Leurs lèvres se décollèrent et elle remua son nez contre le sien. Il lui semblait qu'elle aimait tout de lui et que tout était bon à embrasser. Elle voulait embrasser toutes les parties de son corps, poser ses lèvres sur sa peau dorée et le faire frissonner. Parce qu'il était si facile de le faire frissonner.

- Je suis tellement heureuse de t'avoir rencontré, chuchota-t-elle, tout en le regardant dans les yeux.

Elle lui vola un baiser rapide et se serra contre lui quelques instants. L'avoir avoué à voix haute lui donnait l'impression d'être nue, à découvert. Elle avait senti les mots remonter dans sa gorge, mais n'avait su les retenir. Elle n'était pas certaine qu'il s'agissait du meilleur moment pour les prononcer, même s'ils semblaient avoir eu un impact agréable sur lui. Toutefois, elle ressentit le besoin de se cacher ; alors, elle le contourna pour pénétrer dans le salon et s'écarter un peu.

Il rattrapa son bras et la rapatria contre son torse ; elle avait son dos collé à lui et leurs bras se croisaient sur sa poitrine. Il déposa une série de bisou dans son cou, du bout des lèvres. Ça commençait toujours comme ça. Elle adorait qu'il ait un rituel ; quand il commençait, elle savait directement où il voulait en venir, et elle adorait ça.

Adèle se laissa faire, lui offrant son cou pour qu'il l'embrasse encore. Plus il remontait vers son visage et plus ça la chatouillait, mais elle ne bougeait pas d'un centimètre.

- Moi aussi je suis heureux de te connaitre. Tu me rends heureux, ajouta-t-il dans un murmure.

Elle sentit un frisson lui remonter dans le corps ; cette phrase lui faisait un effet auquel elle ne se serait jamais attendue. D'ailleurs, elle n'aurait jamais pensé qu'il la prononcerait. Tous les hommes avec qui elle avait été ne lui avaient jamais énoncer si clairement leurs sentiments ; en général, c'était toujours couvert par cinquante sous-entendus qu'elle n'arrivait pas à déceler. Elle préférait qu'il assume ses sentiments et ose les exprimer.

Elle se retourna vers lui et l'embrassa sans attendre. Elle avait besoin de le serrer dans ses bras, de sentir ses mains sur sa peau, de se fondre dans son amour pour lui.

Elle l'emprisonna dans ses bras et l'attira jusqu'à la chambre. C'était la pièce où il faisait le plus chaud de tout l'appartement, et après ce chemin dans le froid, elle avait besoin d'être au chaud pour se déshabiller ; même si ses mains l'aideraient inévitablement à faire monter sa chaleur corporelle.
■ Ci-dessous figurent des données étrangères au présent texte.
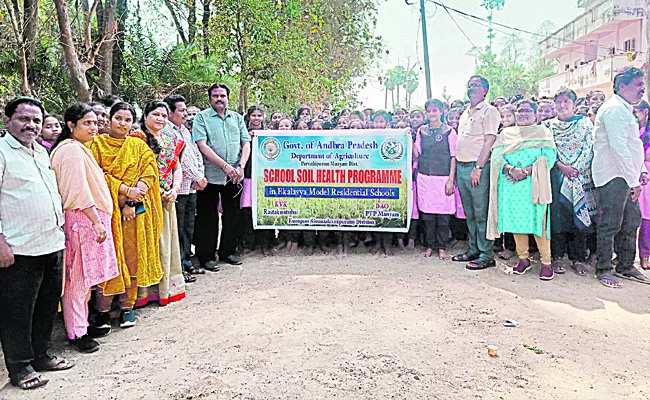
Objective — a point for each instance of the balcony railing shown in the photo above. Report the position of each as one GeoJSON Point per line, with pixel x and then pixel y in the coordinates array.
{"type": "Point", "coordinates": [591, 74]}
{"type": "Point", "coordinates": [595, 18]}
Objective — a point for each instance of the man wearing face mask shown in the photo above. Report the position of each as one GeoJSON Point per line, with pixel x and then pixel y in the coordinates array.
{"type": "Point", "coordinates": [223, 139]}
{"type": "Point", "coordinates": [31, 247]}
{"type": "Point", "coordinates": [619, 172]}
{"type": "Point", "coordinates": [477, 130]}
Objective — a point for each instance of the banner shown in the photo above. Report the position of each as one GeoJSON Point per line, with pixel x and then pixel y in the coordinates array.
{"type": "Point", "coordinates": [346, 180]}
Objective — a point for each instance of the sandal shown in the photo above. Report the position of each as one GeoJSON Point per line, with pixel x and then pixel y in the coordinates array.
{"type": "Point", "coordinates": [580, 268]}
{"type": "Point", "coordinates": [634, 275]}
{"type": "Point", "coordinates": [189, 278]}
{"type": "Point", "coordinates": [645, 263]}
{"type": "Point", "coordinates": [609, 280]}
{"type": "Point", "coordinates": [465, 257]}
{"type": "Point", "coordinates": [558, 266]}
{"type": "Point", "coordinates": [51, 363]}
{"type": "Point", "coordinates": [33, 380]}
{"type": "Point", "coordinates": [194, 271]}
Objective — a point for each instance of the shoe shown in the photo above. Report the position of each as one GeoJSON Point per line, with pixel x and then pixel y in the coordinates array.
{"type": "Point", "coordinates": [480, 264]}
{"type": "Point", "coordinates": [128, 318]}
{"type": "Point", "coordinates": [95, 332]}
{"type": "Point", "coordinates": [85, 344]}
{"type": "Point", "coordinates": [522, 267]}
{"type": "Point", "coordinates": [232, 260]}
{"type": "Point", "coordinates": [546, 273]}
{"type": "Point", "coordinates": [100, 326]}
{"type": "Point", "coordinates": [211, 266]}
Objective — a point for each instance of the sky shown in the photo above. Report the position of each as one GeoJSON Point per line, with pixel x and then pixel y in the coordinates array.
{"type": "Point", "coordinates": [451, 66]}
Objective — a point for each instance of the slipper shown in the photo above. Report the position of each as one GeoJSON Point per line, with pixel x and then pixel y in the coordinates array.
{"type": "Point", "coordinates": [51, 363]}
{"type": "Point", "coordinates": [609, 281]}
{"type": "Point", "coordinates": [32, 380]}
{"type": "Point", "coordinates": [580, 268]}
{"type": "Point", "coordinates": [634, 275]}
{"type": "Point", "coordinates": [465, 257]}
{"type": "Point", "coordinates": [558, 267]}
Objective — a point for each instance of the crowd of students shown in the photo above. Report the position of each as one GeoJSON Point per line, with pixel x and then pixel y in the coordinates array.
{"type": "Point", "coordinates": [127, 199]}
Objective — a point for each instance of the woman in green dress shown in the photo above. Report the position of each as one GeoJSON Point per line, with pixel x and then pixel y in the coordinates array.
{"type": "Point", "coordinates": [520, 186]}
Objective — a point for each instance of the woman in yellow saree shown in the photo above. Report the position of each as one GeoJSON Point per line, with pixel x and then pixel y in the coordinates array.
{"type": "Point", "coordinates": [167, 149]}
{"type": "Point", "coordinates": [131, 171]}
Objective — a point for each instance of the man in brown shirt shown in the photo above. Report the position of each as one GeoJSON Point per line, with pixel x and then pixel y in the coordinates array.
{"type": "Point", "coordinates": [477, 130]}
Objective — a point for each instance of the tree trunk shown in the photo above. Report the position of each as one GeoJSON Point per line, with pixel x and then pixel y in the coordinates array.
{"type": "Point", "coordinates": [646, 21]}
{"type": "Point", "coordinates": [18, 35]}
{"type": "Point", "coordinates": [398, 100]}
{"type": "Point", "coordinates": [30, 29]}
{"type": "Point", "coordinates": [75, 69]}
{"type": "Point", "coordinates": [191, 20]}
{"type": "Point", "coordinates": [243, 97]}
{"type": "Point", "coordinates": [118, 49]}
{"type": "Point", "coordinates": [106, 49]}
{"type": "Point", "coordinates": [385, 98]}
{"type": "Point", "coordinates": [206, 24]}
{"type": "Point", "coordinates": [177, 22]}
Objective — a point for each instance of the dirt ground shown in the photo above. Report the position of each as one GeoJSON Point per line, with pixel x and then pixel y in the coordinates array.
{"type": "Point", "coordinates": [370, 327]}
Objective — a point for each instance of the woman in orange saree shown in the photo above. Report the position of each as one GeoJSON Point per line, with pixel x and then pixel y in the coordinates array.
{"type": "Point", "coordinates": [131, 171]}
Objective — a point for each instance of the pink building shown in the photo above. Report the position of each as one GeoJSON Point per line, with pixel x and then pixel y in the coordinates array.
{"type": "Point", "coordinates": [592, 48]}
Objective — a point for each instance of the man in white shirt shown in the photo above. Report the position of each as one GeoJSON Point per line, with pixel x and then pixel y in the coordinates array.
{"type": "Point", "coordinates": [618, 173]}
{"type": "Point", "coordinates": [193, 180]}
{"type": "Point", "coordinates": [31, 247]}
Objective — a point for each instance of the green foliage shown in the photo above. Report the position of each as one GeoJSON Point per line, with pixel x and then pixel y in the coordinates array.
{"type": "Point", "coordinates": [283, 53]}
{"type": "Point", "coordinates": [288, 53]}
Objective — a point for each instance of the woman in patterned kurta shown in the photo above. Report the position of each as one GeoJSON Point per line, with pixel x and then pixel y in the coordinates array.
{"type": "Point", "coordinates": [574, 203]}
{"type": "Point", "coordinates": [167, 149]}
{"type": "Point", "coordinates": [520, 186]}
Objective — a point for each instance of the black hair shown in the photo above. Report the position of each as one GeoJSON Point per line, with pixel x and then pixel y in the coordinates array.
{"type": "Point", "coordinates": [72, 114]}
{"type": "Point", "coordinates": [625, 77]}
{"type": "Point", "coordinates": [530, 102]}
{"type": "Point", "coordinates": [317, 121]}
{"type": "Point", "coordinates": [219, 86]}
{"type": "Point", "coordinates": [55, 116]}
{"type": "Point", "coordinates": [592, 93]}
{"type": "Point", "coordinates": [96, 104]}
{"type": "Point", "coordinates": [437, 103]}
{"type": "Point", "coordinates": [300, 110]}
{"type": "Point", "coordinates": [172, 99]}
{"type": "Point", "coordinates": [122, 106]}
{"type": "Point", "coordinates": [108, 100]}
{"type": "Point", "coordinates": [151, 141]}
{"type": "Point", "coordinates": [568, 93]}
{"type": "Point", "coordinates": [276, 125]}
{"type": "Point", "coordinates": [484, 81]}
{"type": "Point", "coordinates": [12, 105]}
{"type": "Point", "coordinates": [297, 122]}
{"type": "Point", "coordinates": [250, 111]}
{"type": "Point", "coordinates": [381, 113]}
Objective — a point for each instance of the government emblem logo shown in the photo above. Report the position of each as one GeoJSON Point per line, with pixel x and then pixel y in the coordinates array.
{"type": "Point", "coordinates": [392, 149]}
{"type": "Point", "coordinates": [270, 148]}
Ils ne cessaient de se regarder, de se toucher, de s'embrasser ; mais il n'avait aucun besoin de mots pour se comprendre et savoir ce qu'ils pouvaient ou ne pouvaient pas faire, un simple hochement de tête suffisait. Ils se comprenaient si facilement, depuis le début.

Ils se laissèrent tomber sur le lit, toujours enlacés.